Virtually every live live recording I've ever heard of this band shows that Royer is a fearless asshole who baits the crowd at any and every given opportunity. There none of that "thanks for having us" or "it's nice to be here" crap. One on bootleg I have, before they even play their first song, he's declaring he doesn't give a shit where he is, then asks a crowd of drunk hardcore kids if they're just a bunch of valley girls before telling them to go see Van Halen. Balls on that one.

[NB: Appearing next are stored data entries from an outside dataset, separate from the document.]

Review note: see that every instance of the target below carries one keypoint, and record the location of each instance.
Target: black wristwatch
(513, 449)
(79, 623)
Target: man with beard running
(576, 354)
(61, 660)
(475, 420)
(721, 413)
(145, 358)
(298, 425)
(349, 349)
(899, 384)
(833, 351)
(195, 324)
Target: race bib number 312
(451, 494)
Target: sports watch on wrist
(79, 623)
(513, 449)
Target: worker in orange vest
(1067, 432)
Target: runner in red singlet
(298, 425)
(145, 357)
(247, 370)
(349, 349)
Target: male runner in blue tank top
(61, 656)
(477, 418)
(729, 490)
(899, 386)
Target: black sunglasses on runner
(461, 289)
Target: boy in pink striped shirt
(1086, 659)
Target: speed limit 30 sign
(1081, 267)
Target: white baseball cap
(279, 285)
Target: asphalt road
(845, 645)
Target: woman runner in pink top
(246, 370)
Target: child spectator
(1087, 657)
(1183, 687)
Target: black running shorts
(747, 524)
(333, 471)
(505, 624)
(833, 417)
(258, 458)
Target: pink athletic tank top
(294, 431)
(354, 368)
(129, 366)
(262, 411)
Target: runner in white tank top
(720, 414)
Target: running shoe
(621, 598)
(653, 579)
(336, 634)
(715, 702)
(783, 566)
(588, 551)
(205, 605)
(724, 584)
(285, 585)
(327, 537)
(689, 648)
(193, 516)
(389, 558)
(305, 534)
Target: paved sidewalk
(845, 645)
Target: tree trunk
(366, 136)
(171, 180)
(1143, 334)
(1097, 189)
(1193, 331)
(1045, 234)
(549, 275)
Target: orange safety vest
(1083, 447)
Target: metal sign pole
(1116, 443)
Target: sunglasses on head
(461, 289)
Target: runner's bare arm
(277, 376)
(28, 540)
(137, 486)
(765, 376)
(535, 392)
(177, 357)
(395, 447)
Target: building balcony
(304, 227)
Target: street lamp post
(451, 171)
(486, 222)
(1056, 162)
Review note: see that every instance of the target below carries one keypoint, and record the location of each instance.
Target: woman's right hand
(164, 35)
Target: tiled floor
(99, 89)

In fact, my favorite part of the movie Suburbia (the Spheeris movie, not the crappy 90's one) is when they play "Richard Hung Himself" and Royer pretends to hang himself with his microphone cord while making goofy faces, mocking the suicidally depressed. Hell, even Slayer thought these dudes were badass, covering two DI numbers on Undusputed Attitude.

The other song, "Imminent War," is drawn from Horse Bites, Dog Cries, one of the best hardcore albums of the 80's. Get on it if you don't have it, jackass.